I offered to look into this
Assignee: nobody → mhammond
OS: Mac OS X → All
Hardware: x86 → All
Attached patch use a remote frameworker (obsolete) — Splinter Review
Very much a WIP, but most of the browser_frameworker test passes!  Still a lot to do, but I'm now done for the day (and thus the week!)
The remote frameworker patch will prevent the chrome process reaching directly into the frameworker's window.  The implementation of the "update manifest" thing does that - so this patch undoes that :)

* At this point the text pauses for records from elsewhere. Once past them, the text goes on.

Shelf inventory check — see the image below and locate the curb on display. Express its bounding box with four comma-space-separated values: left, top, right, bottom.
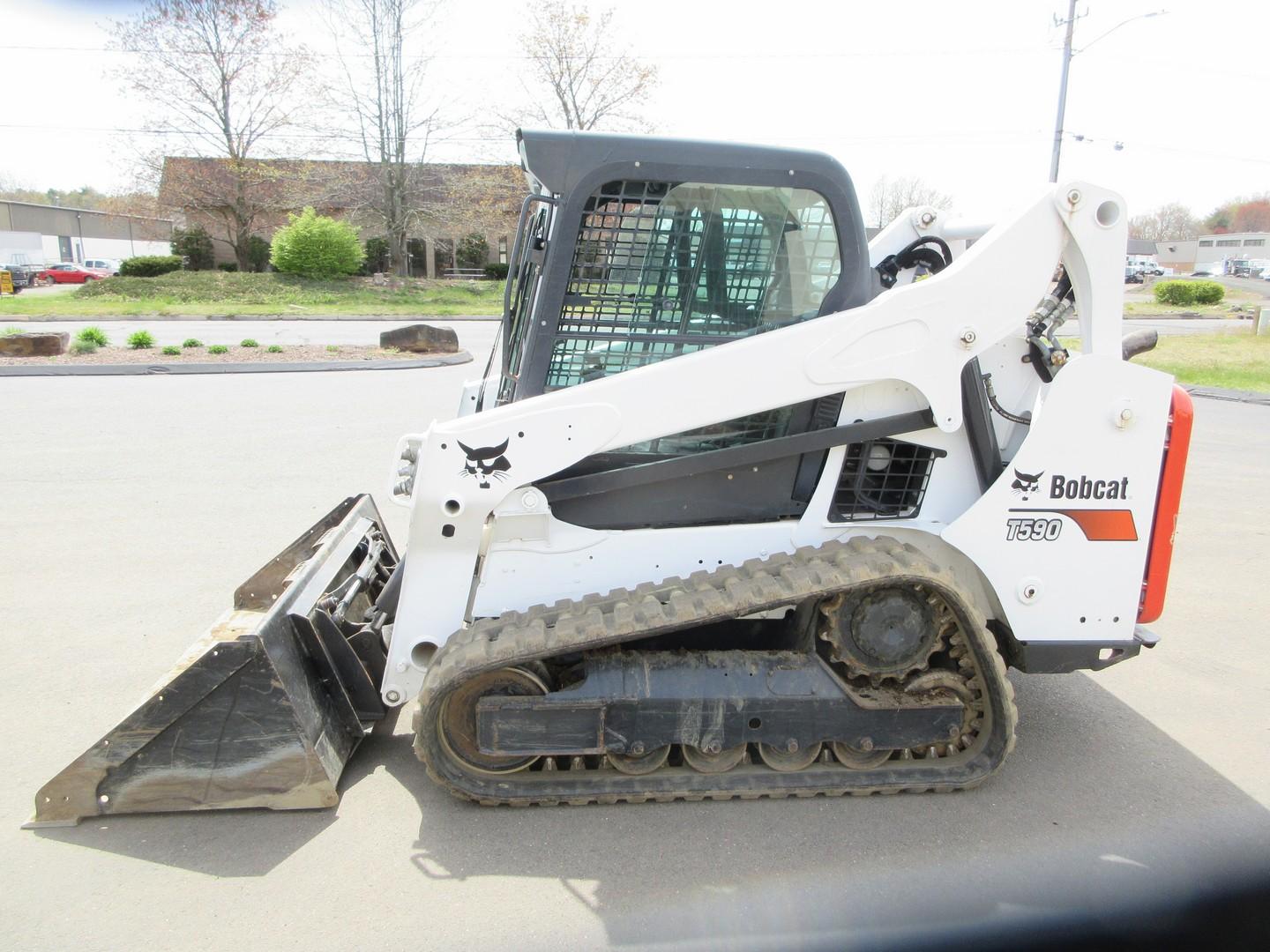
1183, 383, 1270, 406
4, 314, 503, 324
0, 350, 473, 377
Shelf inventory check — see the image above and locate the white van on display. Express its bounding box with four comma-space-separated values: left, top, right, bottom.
84, 257, 119, 277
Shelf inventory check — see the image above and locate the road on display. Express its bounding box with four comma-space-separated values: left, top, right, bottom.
24, 317, 1252, 354
0, 360, 1270, 952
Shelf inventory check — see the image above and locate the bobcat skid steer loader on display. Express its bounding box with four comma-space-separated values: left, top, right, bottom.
33, 132, 1192, 825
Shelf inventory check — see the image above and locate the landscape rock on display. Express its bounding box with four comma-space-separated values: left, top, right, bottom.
0, 330, 69, 357
380, 324, 459, 354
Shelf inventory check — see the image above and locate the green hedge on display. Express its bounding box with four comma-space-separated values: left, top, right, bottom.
119, 255, 180, 278
1194, 280, 1226, 305
1154, 280, 1226, 307
269, 208, 366, 278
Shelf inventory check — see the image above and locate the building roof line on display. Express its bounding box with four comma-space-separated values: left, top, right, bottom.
0, 198, 173, 225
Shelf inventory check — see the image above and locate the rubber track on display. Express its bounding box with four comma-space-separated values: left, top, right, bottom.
414, 537, 1017, 806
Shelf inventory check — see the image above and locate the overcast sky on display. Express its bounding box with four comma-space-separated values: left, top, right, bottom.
0, 0, 1270, 222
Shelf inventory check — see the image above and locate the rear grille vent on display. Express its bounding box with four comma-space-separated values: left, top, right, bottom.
829, 439, 945, 522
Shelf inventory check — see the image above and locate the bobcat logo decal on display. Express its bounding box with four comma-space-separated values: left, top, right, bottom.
1010, 470, 1045, 502
459, 438, 512, 488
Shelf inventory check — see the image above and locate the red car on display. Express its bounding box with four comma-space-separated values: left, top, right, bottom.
35, 264, 108, 285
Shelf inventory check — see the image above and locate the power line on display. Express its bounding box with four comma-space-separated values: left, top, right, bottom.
0, 123, 1042, 146
0, 43, 1048, 61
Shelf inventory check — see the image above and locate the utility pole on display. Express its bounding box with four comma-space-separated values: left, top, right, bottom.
1049, 0, 1076, 182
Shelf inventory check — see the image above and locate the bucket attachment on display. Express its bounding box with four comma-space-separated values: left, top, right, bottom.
26, 495, 398, 828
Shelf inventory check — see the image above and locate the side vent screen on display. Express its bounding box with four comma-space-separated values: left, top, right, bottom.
829, 439, 946, 522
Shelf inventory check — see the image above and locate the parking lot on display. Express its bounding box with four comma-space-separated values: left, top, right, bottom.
0, 323, 1270, 949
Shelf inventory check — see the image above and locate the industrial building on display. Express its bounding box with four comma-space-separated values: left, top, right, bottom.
1155, 231, 1270, 274
0, 201, 171, 264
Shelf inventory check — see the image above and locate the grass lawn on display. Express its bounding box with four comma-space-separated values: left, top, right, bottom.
1125, 325, 1270, 393
0, 271, 503, 317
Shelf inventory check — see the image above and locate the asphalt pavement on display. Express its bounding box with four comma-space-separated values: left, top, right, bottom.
0, 350, 1270, 952
23, 317, 499, 354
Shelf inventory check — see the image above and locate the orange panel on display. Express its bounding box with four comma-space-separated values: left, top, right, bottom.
1138, 384, 1195, 623
1054, 509, 1138, 542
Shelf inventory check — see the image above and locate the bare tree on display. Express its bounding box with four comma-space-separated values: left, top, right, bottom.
113, 0, 309, 271
520, 0, 656, 130
869, 175, 952, 228
1129, 202, 1201, 242
328, 0, 439, 274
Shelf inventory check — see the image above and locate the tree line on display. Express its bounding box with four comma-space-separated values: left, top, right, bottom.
1129, 191, 1270, 242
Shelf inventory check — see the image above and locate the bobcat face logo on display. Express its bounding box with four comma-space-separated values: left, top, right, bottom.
1010, 470, 1045, 502
459, 438, 512, 488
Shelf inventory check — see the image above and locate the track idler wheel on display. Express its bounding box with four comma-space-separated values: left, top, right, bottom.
609, 744, 670, 777
438, 667, 548, 774
684, 744, 745, 773
758, 741, 822, 770
831, 740, 894, 770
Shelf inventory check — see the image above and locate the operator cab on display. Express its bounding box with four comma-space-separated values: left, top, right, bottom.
497, 130, 874, 402
495, 130, 914, 538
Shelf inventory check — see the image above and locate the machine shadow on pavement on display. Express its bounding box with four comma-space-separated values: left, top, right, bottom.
380, 674, 1270, 944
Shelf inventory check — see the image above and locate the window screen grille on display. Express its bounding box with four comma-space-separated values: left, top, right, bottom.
829, 439, 944, 522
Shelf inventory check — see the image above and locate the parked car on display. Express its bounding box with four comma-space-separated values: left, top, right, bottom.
35, 263, 107, 285
0, 262, 40, 294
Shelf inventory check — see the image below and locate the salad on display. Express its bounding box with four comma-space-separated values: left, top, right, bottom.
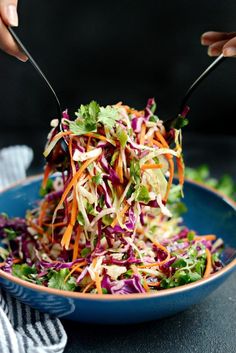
0, 99, 223, 295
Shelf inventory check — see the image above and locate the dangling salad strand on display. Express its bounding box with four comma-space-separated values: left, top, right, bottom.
0, 99, 223, 295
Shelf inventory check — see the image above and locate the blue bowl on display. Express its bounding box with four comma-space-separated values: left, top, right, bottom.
0, 176, 236, 324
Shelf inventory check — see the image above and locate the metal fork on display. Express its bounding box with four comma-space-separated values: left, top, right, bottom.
164, 54, 226, 130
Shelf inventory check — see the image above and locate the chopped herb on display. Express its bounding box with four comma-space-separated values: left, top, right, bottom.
48, 268, 77, 291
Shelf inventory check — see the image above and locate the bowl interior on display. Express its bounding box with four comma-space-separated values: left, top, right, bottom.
0, 177, 236, 264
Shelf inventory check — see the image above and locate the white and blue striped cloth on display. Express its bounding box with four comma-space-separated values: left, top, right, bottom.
0, 146, 67, 353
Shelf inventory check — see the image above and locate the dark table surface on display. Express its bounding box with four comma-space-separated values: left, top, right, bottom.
0, 131, 236, 353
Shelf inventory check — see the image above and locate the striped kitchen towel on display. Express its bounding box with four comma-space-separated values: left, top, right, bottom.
0, 146, 67, 353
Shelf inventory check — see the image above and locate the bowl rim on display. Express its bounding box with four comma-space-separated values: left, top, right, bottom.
0, 174, 236, 301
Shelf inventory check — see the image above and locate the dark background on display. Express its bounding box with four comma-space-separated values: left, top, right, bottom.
0, 0, 236, 169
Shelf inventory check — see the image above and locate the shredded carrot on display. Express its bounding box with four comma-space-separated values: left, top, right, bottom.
111, 203, 130, 228
42, 163, 52, 189
82, 281, 94, 293
69, 138, 76, 175
116, 153, 124, 184
147, 282, 161, 287
95, 272, 103, 294
153, 131, 173, 201
148, 134, 154, 147
61, 188, 78, 250
86, 136, 91, 152
84, 132, 114, 143
38, 201, 48, 227
141, 164, 163, 170
155, 131, 169, 148
0, 259, 22, 268
139, 123, 146, 145
164, 155, 175, 201
203, 248, 212, 278
54, 157, 97, 221
152, 139, 163, 148
193, 234, 216, 240
138, 241, 170, 268
64, 261, 87, 283
176, 157, 184, 185
50, 131, 72, 142
42, 222, 67, 228
72, 226, 81, 261
142, 278, 150, 292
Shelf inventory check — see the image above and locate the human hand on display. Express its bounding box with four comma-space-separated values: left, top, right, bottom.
0, 0, 28, 62
201, 31, 236, 57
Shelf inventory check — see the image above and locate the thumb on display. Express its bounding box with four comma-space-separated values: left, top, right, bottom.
0, 0, 18, 27
223, 36, 236, 57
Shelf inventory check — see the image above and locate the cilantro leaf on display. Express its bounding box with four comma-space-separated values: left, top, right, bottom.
3, 228, 17, 240
135, 185, 150, 203
98, 105, 119, 129
12, 264, 37, 281
77, 211, 85, 226
48, 268, 76, 291
92, 173, 102, 185
171, 258, 187, 268
130, 159, 141, 184
69, 101, 100, 135
116, 126, 128, 148
39, 179, 53, 197
80, 248, 91, 257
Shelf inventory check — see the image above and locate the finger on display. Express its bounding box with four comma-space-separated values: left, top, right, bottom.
201, 31, 236, 45
0, 0, 18, 27
207, 40, 228, 56
0, 17, 28, 62
223, 36, 236, 57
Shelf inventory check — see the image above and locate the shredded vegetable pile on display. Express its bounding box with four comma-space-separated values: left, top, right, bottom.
0, 99, 223, 294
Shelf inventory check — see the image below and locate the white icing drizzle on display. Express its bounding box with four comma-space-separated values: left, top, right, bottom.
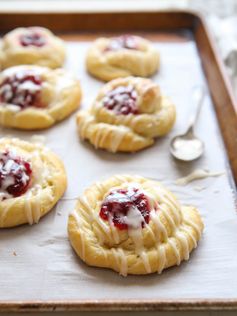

Shane - I'm a little concerned there was a pre-existing bug here - the patch wants to know the "installType" which it takes from what the code calls the "installOrigin" - however, best I can tell, both before and after this patch, the origin isn't the "install" origin at all, but is just the regular provider origin.  That sounds like something we need to fix, right?
Attachment #779043 - Flags: review?(mixedpuppy)
This patch is on-top of bug 896312.  It stops the worker api from trying to cheat by touching the frameworker's contentwindow directly.
Attachment #779044 - Flags: review?(mixedpuppy)
Moving to a remote frameworker makes it very difficult to test the port reconnection of the "reload" feature.  In short, what the test used to do was:

1) Reach into the impl and add an "unload" event listener to the frameworker's window.
2) Trigger a reload, then *while* the unload event was firing, send a message on a port.
3) Wait for the reload to complete, then check the message sent at (2) actually arrived.

In a remote frameworker world, we can't add an unload handler.  As everything is async, it's hard to work out how we can simulate this - we really can't guarantee at what state the message at (2) would be sent (eg, if we sent a message to do the reload, then a message directly after, it's still possible the reload will be fully complete before the new message was delivered, which wouldn't actually test what we want to test.

I'm looking for ideas :)  It wouldn't be the end of the world to just remove the test if we can't think of a better solution (which I can't currently)

Requesting Felipe as I'm also going to ask for feedback on the following "big" patch, mainly as he has experience with both Social and e10s.  Felipe - feel free to reassign both if you are too busy - Drew might be a good choice as he's familiar with remote browsers via the thumbnails work)
Attachment #779055 - Flags: feedback?(mixedpuppy)
Attachment #779055 - Flags: feedback?(felipc)
Attached patch 891218-remote-frameworker.patch (obsolete) — Splinter Review
This is an updated patch that uses a remote browser for the frameworker.  It in in fairly good shape - however, indexeddb doesn't work here for reasons I've started to track down but don't have a good handle on yet (short version - the code that checks if a window is a "3rd party window" before allowing access is failing for reasons I don't understand yet) - but apart from that, all tests and Facebook itself work! :) It is on-top of all previous patches.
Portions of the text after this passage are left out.